HBO's 'The Nevers' Episode 6 Reveals the Show It Should Have Been This Whole Time
What just HAPPENED??
This article contains major spoilers for The Nevers.
If you’ve been following along with HBO’s steampunk sci-fi series The Nevers for the first half of its first season, you probably expected that its sixth episode-which, due to quarantine interrupting production, is the midseason finale-would offer a plot revelation or two, maybe explain a little more about how the Touched got their weird superpowers. You probably were not expecting it to happen like THAT.
Though this was by no means the plan, “True” functions quite well as a middle-of-the-season break, as it leaves us with plenty of information to process while we decompress from what we just saw. Going into this, we know that the Touched received their abilities via a winged spaceship thing sailing over London spreading sparkly lights, and that Amalia True has a deeper connection to the thing that started all this than she’s let on to her cohort. Through the murdered Mary Brighton’s song, something was trying to contact Amalia, telling her to “find me” “inside the city.” That thing turns out to be, as far as we can tell, a Galanthi, a member of an all-powerful alien species that came to Earth in order to save humanity from ourselves.
The sixth episode (which is also the final episode creator Joss Whedon completed before he left the series) begins in the far future, after war has turned the planet into a barren wasteland with unbreatheable air. A group of soldiers from the Planetary Defense Council take a member of the enemy’s army, a Free Life soldier, prisoner, sheltering in the remains of a scientific facility. It turns out that this facility was one of a number of them, targeted by the Free Life army for housing the 20 Galanthi (large tentacled creatures with multiple eyes and four legs) who appeared on Earth apparently with the intent of helping humanity save their planet. Their arrival split humans into two factions, Free Life and the PDC, whose war has further decimated the world and killed all but one remaining Galanthi. The PDC soldiers find this Galanthi trapped inside a bloody chamber with the remains of its human scientist allies hanging above it, having been tortured by the Free Life zealots who believe the aliens are agents of evil.
After a shootout, the one remaining PDC soldier, a pessimistic woman who calls herself Stripe (played by Farscape‘s Claudia Black), attempts suicide, but her soul is transported by the hopeless Galanthi back in time, into the body of Amalia-who was actually a downtrodden lower class Victorian woman before she committed suicide by jumping into the Thames. When she’s hauled out of the water, the new owner of the body is Stripe, disoriented by the time travel and stuck in a women’s sanatorium while the outside world is reeling from the effects of the Touched. This explains why she’s such a competent hand-to-hand fighter, and why she seems to know a lot more about what’s going on than anyone else. We see what happened to her in the years between the arrival of the Touched and the start of the show, how she met physician Horatio Cousens and Maladie (a.k.a. Sarah) in the sanatorium, and an interesting tidbit about how the Galanthi’s “spores” have changed from simply making people more empathetic as they do in the war-torn future, to giving the people who contact them actual superhuman abilities.

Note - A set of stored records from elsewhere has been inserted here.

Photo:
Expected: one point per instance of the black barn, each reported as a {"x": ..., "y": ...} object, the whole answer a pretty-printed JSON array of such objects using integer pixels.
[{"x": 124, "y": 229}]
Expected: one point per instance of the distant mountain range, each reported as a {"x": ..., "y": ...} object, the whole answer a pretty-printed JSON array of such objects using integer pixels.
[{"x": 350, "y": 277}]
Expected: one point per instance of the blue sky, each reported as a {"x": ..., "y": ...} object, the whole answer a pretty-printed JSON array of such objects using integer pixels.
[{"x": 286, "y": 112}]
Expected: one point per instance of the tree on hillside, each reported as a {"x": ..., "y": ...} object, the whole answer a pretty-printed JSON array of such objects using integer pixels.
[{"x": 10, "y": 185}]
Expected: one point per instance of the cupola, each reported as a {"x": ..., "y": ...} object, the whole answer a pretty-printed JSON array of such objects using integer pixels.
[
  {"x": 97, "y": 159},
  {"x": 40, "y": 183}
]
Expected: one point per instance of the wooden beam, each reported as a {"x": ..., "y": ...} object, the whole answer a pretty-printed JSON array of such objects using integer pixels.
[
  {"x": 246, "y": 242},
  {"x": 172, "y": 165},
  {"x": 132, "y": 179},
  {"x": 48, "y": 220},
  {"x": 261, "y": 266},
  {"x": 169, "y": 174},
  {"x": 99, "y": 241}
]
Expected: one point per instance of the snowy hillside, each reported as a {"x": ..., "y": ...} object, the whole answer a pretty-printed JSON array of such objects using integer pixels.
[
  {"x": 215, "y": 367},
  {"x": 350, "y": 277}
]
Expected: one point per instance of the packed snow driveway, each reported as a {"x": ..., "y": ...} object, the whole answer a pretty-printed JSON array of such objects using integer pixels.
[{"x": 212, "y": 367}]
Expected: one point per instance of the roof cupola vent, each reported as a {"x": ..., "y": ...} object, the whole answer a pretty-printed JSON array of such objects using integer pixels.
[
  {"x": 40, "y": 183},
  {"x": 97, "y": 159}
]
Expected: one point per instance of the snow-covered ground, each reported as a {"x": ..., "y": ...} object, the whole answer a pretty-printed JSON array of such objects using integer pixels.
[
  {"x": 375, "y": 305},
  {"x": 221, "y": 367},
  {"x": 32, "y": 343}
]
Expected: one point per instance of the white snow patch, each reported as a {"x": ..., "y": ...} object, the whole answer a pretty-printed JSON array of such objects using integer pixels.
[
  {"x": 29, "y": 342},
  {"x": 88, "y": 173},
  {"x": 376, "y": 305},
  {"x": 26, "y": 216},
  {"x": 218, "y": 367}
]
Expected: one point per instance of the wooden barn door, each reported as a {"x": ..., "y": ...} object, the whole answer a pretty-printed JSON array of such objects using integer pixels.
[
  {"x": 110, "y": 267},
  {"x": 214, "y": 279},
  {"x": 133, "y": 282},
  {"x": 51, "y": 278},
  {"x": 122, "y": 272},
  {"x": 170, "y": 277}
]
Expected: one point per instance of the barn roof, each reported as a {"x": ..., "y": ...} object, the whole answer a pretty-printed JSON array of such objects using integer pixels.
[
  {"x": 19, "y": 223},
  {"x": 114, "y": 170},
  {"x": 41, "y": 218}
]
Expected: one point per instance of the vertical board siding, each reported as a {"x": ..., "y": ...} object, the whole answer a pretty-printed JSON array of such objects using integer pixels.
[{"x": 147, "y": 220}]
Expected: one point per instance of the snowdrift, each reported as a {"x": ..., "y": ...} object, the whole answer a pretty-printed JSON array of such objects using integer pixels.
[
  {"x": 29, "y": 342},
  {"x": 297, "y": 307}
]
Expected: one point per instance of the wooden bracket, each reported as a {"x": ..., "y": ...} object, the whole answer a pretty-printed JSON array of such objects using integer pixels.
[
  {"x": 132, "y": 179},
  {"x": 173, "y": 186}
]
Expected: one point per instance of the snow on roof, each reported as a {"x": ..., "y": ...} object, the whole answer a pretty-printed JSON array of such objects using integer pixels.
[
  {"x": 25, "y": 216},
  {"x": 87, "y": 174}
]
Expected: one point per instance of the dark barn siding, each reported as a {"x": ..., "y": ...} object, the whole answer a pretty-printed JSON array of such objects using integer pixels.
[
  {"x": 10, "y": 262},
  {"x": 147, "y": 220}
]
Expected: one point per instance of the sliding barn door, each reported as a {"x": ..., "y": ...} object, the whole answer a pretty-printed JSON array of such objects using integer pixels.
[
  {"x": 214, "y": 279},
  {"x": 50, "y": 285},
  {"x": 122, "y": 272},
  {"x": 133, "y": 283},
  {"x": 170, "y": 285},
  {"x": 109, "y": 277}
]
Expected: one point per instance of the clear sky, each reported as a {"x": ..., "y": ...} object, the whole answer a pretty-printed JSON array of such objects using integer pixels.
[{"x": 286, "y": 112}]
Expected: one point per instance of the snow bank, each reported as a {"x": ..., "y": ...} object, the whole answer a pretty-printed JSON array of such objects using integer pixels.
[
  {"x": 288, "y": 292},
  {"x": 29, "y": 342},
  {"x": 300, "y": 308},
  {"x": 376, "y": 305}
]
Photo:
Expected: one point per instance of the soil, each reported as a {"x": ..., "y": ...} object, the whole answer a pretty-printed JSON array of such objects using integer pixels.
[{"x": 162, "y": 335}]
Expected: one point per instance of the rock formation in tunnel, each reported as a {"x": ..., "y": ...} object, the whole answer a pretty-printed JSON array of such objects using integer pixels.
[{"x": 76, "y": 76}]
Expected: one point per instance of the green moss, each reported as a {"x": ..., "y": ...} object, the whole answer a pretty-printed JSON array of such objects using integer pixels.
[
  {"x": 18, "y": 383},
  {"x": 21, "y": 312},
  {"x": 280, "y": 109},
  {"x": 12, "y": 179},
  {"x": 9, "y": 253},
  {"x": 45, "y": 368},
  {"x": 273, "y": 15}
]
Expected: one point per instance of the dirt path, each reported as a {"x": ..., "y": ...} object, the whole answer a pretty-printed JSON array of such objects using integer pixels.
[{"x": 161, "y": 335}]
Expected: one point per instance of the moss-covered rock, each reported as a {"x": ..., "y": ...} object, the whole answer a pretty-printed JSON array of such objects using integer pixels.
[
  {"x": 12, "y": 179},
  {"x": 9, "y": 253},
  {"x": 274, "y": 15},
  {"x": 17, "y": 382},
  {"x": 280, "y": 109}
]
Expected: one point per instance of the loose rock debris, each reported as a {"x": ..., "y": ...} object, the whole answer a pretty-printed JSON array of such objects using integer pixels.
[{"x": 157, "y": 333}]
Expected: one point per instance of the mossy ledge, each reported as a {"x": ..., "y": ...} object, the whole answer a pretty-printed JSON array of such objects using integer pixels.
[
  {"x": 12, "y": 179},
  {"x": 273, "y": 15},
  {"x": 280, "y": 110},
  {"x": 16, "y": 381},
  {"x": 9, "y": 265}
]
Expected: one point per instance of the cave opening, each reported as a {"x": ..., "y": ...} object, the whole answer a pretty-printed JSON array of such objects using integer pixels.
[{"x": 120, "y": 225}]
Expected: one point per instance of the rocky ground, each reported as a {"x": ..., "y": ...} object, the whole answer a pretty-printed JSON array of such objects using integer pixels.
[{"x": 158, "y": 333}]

When this episode catches up to the events of episode 5, Amalia has made her way down below the prison to where the Galanthi has been hiding this whole time, encased in a glowing blue sphere inside a large cave. When she confronts it, it shows her a blast of memories of not only her life, but of the first Amalia’s, before giving her a few split-second visions of the future, including one of a woman, apparently from wayyyyy into the future, who tells her, “This is a long time from that little cave. This I will need you to forget.” Whatever THAT means.
When Amalia and Penance meet up afterward in the courtyard of their home, Amalia tells her that something in the visions she had gave her a clue as to what’s going to happen next. The whole episode has raised the stakes for the entire show, transforming it from a superhero tale dressed in Victorian petticoats to a time-travel body-swapping tale of aliens and spaceships and war for the future of the planet. That’s the show The Nevers should have been this whole time, and it shows tons of promise for what comes next.